I then understood, but I didn't want to understand. “She's still sleeping?” I asked.
“She's already with God, my child. She can no longer suffer. Do you understand me?”
“I understand.”
“The good Father will look after her.”
“Thank you,” I said in utter confusion.
“For something like this we don't give thanks,” he said, and looked away.
I went quickly down the staircase and crossed the forecourt. It started raining again, and I felt the wetness in the soles of my feet, but I wasn't cold. I walked in the direction of the orphanage, meaning to reach the post office. There's an awning at the post office where you can take shelter from the rain. What I'd just heard had already made its way into me, but I did not yet feel it. I was hungry and thought about a cheese sandwich. The post office was full of people, so I immediately headed toward the kiosk where Halina used to buy me sandwiches filled with yellow cheese. The kiosk owner asked me my name, and I told him.
“You're Jewish?” He chuckled.
“True.”
“Do you speak Yiddish?”
“No.”
“Too bad.”
There were bearded Jews like him in the synagogue next to our house. He gave me the sandwich and said, “May God bless you.”
I didn't know what to say, so I said, “Thank you.”
The man looked at me and for a moment it seemed that he was about to say, “For something like this we don't give thanks.” The sandwich didn't taste good, but I wolfed it down anyway. It was still raining, and I decided to return home. I was sure that if I went home, I would see that a miracle had occurred.
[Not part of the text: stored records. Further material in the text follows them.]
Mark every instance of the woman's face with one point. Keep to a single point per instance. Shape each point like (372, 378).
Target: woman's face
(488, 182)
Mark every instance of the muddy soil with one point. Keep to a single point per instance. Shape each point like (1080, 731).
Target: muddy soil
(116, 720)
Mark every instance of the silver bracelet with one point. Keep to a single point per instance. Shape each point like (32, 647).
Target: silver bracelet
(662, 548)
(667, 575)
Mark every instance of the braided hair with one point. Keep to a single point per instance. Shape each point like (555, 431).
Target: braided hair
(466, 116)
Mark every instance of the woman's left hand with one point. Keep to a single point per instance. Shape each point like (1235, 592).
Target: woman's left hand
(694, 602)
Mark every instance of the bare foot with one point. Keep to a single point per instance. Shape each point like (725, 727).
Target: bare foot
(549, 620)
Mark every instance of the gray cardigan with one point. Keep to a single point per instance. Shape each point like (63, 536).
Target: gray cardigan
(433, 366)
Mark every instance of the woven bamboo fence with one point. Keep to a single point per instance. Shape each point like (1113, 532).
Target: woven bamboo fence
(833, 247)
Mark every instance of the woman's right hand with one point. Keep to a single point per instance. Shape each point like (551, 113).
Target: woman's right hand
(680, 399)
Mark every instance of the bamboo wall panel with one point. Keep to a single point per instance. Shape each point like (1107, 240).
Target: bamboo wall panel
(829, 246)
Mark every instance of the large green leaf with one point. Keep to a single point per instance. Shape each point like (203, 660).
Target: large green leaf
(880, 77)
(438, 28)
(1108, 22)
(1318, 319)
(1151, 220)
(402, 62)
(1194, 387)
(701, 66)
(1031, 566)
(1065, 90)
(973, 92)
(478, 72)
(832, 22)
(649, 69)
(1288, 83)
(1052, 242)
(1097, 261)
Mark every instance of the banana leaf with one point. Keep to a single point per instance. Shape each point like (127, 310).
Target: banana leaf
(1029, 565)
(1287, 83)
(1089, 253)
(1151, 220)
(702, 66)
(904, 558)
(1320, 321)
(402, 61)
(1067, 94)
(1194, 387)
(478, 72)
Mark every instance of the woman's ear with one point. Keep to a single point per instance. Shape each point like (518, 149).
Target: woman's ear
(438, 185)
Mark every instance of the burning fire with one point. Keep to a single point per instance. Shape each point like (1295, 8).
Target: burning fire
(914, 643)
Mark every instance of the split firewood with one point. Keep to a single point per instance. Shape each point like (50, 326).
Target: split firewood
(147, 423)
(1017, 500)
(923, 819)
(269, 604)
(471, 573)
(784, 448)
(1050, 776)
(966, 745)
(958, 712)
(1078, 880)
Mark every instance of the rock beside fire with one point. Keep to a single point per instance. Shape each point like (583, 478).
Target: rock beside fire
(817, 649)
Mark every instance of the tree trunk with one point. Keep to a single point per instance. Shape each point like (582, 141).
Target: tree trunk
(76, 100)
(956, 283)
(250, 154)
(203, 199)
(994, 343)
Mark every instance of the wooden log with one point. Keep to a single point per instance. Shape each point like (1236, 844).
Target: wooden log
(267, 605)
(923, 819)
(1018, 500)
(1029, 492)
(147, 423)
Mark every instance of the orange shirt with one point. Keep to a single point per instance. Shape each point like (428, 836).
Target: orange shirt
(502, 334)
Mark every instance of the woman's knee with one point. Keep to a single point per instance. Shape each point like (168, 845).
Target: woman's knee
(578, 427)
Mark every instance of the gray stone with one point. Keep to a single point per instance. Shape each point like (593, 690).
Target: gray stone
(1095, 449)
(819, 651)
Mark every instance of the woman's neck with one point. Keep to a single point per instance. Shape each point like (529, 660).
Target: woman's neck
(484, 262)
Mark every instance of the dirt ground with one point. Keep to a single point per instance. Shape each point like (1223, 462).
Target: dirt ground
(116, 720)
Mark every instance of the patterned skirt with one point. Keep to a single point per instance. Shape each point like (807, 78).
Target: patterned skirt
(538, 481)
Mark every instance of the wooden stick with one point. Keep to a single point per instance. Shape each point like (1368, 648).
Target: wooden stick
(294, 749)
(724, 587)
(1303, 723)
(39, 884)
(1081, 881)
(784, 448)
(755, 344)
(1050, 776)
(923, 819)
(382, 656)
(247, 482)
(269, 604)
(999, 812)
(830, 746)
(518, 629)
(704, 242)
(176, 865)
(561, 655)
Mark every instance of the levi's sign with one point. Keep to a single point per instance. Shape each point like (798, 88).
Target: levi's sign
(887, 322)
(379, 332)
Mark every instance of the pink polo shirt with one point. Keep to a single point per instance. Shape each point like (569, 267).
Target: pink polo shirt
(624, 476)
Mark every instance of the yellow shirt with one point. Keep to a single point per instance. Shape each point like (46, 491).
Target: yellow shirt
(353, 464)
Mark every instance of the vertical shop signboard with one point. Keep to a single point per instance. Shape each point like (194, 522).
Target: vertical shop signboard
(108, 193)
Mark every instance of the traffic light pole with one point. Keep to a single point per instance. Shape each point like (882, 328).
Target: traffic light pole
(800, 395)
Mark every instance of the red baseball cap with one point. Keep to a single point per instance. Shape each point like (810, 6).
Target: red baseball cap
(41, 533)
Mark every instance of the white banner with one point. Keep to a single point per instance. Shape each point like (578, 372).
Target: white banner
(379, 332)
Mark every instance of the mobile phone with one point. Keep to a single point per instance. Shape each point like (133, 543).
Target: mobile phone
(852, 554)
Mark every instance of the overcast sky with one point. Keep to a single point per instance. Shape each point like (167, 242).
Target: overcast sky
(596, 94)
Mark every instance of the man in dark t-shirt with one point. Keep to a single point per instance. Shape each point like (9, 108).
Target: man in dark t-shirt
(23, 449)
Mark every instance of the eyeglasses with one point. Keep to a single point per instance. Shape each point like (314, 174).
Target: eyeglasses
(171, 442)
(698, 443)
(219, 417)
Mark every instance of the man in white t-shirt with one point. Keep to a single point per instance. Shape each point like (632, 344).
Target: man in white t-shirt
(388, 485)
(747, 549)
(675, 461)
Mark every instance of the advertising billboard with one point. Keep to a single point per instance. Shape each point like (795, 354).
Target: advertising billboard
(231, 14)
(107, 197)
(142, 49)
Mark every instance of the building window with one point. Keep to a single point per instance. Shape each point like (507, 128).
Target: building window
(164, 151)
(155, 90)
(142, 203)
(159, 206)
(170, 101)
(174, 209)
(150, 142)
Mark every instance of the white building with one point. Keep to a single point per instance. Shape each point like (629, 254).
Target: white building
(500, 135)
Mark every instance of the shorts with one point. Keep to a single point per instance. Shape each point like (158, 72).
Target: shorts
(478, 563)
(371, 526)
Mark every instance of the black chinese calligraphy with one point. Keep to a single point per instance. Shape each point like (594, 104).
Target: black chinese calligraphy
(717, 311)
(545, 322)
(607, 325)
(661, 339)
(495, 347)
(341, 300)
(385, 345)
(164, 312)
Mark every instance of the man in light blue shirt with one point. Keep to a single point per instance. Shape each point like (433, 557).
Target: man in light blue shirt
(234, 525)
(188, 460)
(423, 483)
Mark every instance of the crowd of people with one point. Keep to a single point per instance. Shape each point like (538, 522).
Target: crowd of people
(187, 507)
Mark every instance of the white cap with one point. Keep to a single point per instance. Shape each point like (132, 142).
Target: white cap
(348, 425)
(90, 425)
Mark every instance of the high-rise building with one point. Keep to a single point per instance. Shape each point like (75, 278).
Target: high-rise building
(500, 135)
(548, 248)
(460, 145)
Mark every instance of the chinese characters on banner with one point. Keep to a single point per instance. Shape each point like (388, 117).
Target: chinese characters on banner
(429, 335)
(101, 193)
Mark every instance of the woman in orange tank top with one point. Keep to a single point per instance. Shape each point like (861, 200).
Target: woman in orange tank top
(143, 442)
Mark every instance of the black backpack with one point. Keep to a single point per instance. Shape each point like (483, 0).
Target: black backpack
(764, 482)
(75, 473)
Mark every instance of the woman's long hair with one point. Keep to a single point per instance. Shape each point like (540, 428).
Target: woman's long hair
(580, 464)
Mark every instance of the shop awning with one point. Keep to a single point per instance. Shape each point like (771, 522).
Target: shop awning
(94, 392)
As I entered the house, I saw no change at all. Mother's clothes were scattered on the bed and on the chest of drawers. Even my few clothes were strewn on the sideboard. I recalled Mother's hasty departure and anger welled up inside me. I took off the wet clothes and felt better. I went into the kitchen and then went back to the bedroom. For a moment it seemed to me that were I to stand still and eavesdrop, I might hear a voice. And then I really did hear Halina's voice laughing and saying, “The Jews are hardworking and because of this, they do well. Ruthenians are lazy and they waste all their money on drink. They don't know how to live. If they knew how to live, they would leave the country.”
There was no doubt it was Halina's laugh. I went over to the window to see if she was in the garden or in the pantry. It was open, and the garden was wet from the rain. There was no one there. A few birds were perched silently on the fence. In the background I saw the clouds and the drunks under the awning shouting at me, “Jewish dwarf!”